Hier kann man seine individuelle Transalp routen und hat ne Menge Exportmöglichkeiten. GPX-Track, Tourenverlauf drucken usw. Mehr braucht man nicht, um die kommende Transalp zu planen. 
Hab mir aber auch schon Tagestouren aus dem Netz gebastelt. 

Ride on


----------



## tiroler1973 (1. April 2009)

All_Mountain schrieb:


> Hier kann man seine individuelle Transalp routen und hat ne Menge Exportmöglichkeiten. GPX-Track, Tourenverlauf drucken usw.


 
Das Portal kann man nicht nur zum Transalp planen verwenden, sondern generell zum Planen. Da sind super TOPO Karten drinnen.
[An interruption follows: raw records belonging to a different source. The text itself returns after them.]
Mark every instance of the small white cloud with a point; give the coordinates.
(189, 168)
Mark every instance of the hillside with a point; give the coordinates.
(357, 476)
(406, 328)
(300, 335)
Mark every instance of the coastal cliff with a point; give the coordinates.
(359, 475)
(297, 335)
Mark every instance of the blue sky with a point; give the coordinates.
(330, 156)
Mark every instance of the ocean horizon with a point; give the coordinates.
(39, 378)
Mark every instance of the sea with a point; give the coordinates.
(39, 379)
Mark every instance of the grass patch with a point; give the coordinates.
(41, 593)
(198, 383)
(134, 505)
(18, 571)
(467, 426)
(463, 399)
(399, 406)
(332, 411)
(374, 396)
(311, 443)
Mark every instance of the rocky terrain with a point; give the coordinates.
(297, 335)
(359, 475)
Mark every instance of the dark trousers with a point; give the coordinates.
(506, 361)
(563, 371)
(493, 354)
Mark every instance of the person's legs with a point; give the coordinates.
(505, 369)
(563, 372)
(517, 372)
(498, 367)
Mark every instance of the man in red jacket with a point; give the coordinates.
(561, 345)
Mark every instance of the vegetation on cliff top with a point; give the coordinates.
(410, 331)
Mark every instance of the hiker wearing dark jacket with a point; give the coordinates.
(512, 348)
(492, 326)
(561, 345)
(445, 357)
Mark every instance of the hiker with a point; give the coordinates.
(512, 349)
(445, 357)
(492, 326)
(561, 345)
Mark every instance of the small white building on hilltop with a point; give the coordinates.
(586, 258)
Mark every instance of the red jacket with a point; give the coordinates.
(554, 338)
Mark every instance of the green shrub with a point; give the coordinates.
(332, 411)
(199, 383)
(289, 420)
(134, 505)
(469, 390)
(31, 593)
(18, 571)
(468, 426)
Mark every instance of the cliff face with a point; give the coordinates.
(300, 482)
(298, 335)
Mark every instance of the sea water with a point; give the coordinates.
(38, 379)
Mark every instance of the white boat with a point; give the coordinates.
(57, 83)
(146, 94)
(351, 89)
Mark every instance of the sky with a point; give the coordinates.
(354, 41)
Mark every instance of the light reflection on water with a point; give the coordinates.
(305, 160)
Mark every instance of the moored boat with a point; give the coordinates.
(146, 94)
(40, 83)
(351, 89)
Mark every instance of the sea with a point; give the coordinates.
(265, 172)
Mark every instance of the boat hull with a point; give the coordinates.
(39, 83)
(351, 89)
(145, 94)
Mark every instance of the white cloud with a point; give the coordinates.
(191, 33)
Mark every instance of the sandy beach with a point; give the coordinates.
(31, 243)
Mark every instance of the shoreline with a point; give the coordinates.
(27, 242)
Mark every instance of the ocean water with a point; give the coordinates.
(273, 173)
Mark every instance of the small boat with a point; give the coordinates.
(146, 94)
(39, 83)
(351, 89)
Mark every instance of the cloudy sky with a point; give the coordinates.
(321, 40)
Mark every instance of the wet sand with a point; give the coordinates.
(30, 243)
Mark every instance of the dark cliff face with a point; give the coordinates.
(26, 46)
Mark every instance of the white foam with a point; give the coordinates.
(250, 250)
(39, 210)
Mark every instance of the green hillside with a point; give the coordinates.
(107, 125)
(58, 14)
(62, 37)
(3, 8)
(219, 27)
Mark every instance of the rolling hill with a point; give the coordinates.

Im Endeffekt kann man sich die Kompasskarten sparen.


----------



## MTB-News.de




----------



## Janus1972 (22. April 2009)

mal ne etwas andere frage ich suche so was wie maps oder map24 für bike routen. will keine tour planen, sondern mit dem bike mal von bochum grenze essen nach duisburg zur arbeit fahren. sind nach google maps für fusswege ca 33km. denke dass das kürze geht wenn mann durch den wald fährt. gibt es sowas im www?


----------



## Fubbes (22. April 2009)

Janus1972 schrieb:


> mal ne etwas andere frage ich suche so was wie maps oder map24 für bike routen. will keine tour planen, sondern mit dem bike mal von bochum grenze essen nach duisburg zur arbeit fahren. sind nach google maps für fusswege ca 33km. denke dass das kürze geht wenn mann durch den wald fährt. gibt es sowas im www?



Versuch es mal hiermit:
http://www.opencyclemap.org/

Grüße,
   Daniel


----------



## Janus1972 (22. April 2009)

danke dir


----------



## downgrade (22. April 2009)

Für NRW gibt es den Radroutenplaner - aber auch z.B. bei outdooractive.com kannst Du Routen berechnen lassen.

Gruß
Ralf


----------



## Mangfallbiker (26. April 2009)

Hallo Leute, 
also für mich ist und bleibt   www.gps-tracks.com  der idealste, Schweiz natürlich, weils aus der Schweiz kommt. zeigt inzwischen auch Südbayern und Österreich, soweit ich es brauche.
Soviele Möglichkeiten wie diese Seite bietet nach meiner Erfahrung sonst noch keine.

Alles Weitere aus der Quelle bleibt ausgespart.